Reitsch, Hanna wore her Iron Crosses proudly and she was a Nazi to the end, or just a proud woman?
Death and burial ground of Reitsch, Hanna.
Reitsch, Hanna died in Frankfurt at the age of 67, on 24-08-1979, following a massive heart attack, Reitsch, Hanna lay death beside her bed in Frankfurt am Main, she had never married. As she wished, she was buried near her family in Salzburg. So ends the sad story of a heroine of the Third Reich She is thus buried on the Kommunal Cemetery in Salzburg, Austria, only steps from her lover Robert Greim. Some people severely criticize Hanna’s lover Von Greim for her death, because they believe that it was Von Greim’s romantic relationship with Hanna that drew Hanna to extreme level of danger and perhaps also her death. Former British test pilot and Royal Navy officer Eric Melrose ‘Winkle’ Brown said he received a letter from Reitsch in early August 1979 in which she said, “It began in the bunker, there it shall end.” Within weeks she was dead. Brown speculated that Reitsch had taken the cyanide capsule Hitler had given her in the bunker, and that she had taken it as part of a suicide pact with Greim. No autopsy was performed, or at least no such report is available.

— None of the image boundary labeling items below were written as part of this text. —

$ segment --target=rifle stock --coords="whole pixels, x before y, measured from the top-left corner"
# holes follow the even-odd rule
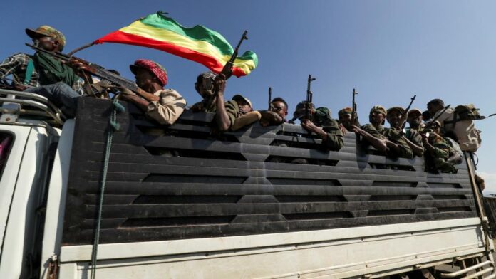
[[[38,48],[37,46],[30,45],[29,43],[26,43],[26,46],[29,46],[30,48],[34,49],[36,51],[39,51],[41,53],[46,53],[50,56],[52,56],[53,57],[55,57],[59,60],[61,60],[65,62],[68,62],[71,59],[75,59],[81,63],[85,64],[86,66],[85,70],[88,71],[88,73],[91,73],[91,74],[96,75],[97,77],[103,79],[105,79],[107,80],[110,81],[112,83],[116,84],[118,85],[123,86],[124,88],[126,88],[132,91],[136,91],[138,88],[138,85],[136,83],[132,80],[130,80],[127,78],[124,78],[121,77],[120,75],[112,73],[109,70],[105,70],[103,67],[95,64],[93,63],[88,61],[85,60],[84,59],[81,59],[75,56],[68,56],[67,54],[64,54],[60,52],[50,52],[48,51],[46,51],[43,48]]]
[[[315,78],[312,78],[311,75],[309,75],[309,79],[306,82],[306,104],[305,104],[305,119],[310,118],[311,115],[311,104],[314,99],[314,93],[310,90],[311,82],[315,80]]]
[[[406,125],[406,120],[408,117],[408,110],[410,110],[410,107],[412,107],[412,104],[413,103],[413,101],[415,100],[415,98],[417,98],[416,95],[414,95],[413,97],[411,98],[411,100],[410,101],[410,104],[408,106],[406,107],[406,110],[405,110],[405,112],[403,113],[403,115],[401,115],[401,118],[400,119],[399,125],[398,125],[398,127],[400,129],[400,130],[403,131],[403,129],[405,129],[405,126]]]
[[[238,50],[239,49],[239,46],[241,46],[241,43],[243,42],[244,40],[248,40],[248,37],[247,37],[247,33],[248,33],[248,31],[245,30],[244,32],[243,32],[243,35],[242,35],[241,36],[241,39],[239,39],[239,42],[238,42],[238,44],[236,46],[236,48],[234,48],[234,51],[232,53],[231,58],[229,59],[229,61],[227,61],[227,63],[226,63],[226,65],[224,65],[222,70],[221,70],[220,73],[219,73],[219,75],[224,75],[224,78],[226,80],[227,80],[229,78],[231,77],[231,75],[232,75],[232,67],[234,65],[234,60],[236,60],[236,58],[237,58]]]
[[[358,94],[358,92],[353,88],[353,96],[351,98],[351,120],[350,124],[352,125],[356,125],[356,102],[355,102],[355,95]]]

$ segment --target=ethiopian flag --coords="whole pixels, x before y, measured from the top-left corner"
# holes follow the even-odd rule
[[[219,33],[197,25],[186,28],[157,12],[138,20],[129,26],[110,33],[94,43],[119,43],[167,51],[205,65],[219,73],[229,60],[234,49]],[[258,64],[257,54],[246,51],[234,63],[232,74],[248,75]]]

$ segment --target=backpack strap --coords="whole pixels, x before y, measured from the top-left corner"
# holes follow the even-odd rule
[[[28,85],[31,82],[31,78],[33,76],[33,72],[34,71],[34,63],[33,59],[29,58],[28,60],[28,65],[26,67],[26,73],[24,74],[24,81],[23,83]]]

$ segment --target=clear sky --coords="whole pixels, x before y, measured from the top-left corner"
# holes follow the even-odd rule
[[[266,109],[267,88],[290,110],[304,100],[309,74],[314,102],[334,117],[350,106],[353,88],[358,115],[368,120],[373,105],[413,105],[422,110],[440,98],[455,106],[474,103],[482,115],[496,112],[496,2],[490,1],[33,1],[4,5],[0,59],[32,53],[24,28],[52,26],[67,38],[66,52],[162,10],[185,26],[201,24],[235,44],[244,30],[259,66],[249,75],[229,80],[227,95],[242,93],[255,109]],[[77,56],[133,76],[128,65],[154,60],[167,70],[167,87],[190,105],[200,100],[196,76],[206,68],[159,51],[107,43]],[[291,113],[291,112],[290,112]],[[496,192],[496,117],[478,121],[482,147],[478,170]]]

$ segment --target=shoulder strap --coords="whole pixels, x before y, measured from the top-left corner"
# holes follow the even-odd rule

Reitsch was interviewed and photographed several times in the 1970s, towards the end of her life, by Jewish-American photo-journalist Ron Laytner. In her closing remarks she is quoted as saying:
And what have we now in Germany? A country of bankers and car-makers. Even our great army has gone soft. Soldiers wear beards and question orders. I am not ashamed to say I believed in National Socialism. I still wear the Iron Cross with diamonds Hitler gave me. But today in all of Germany you can’t find a single person who voted Adolf Hitler into power … Many Germans feel guilty about the war. But they don’t explain the real guilt we share – that we lost.
In the same interview, she is quoted as saying,
I asked Herman Goering one day, “What is this I am hearing that Germany is killing Jews?” Goering responded angrily, ‘A totally outrageous lie made up by the British and American press. It will be used as a rope to hang us someday if we lose the war.’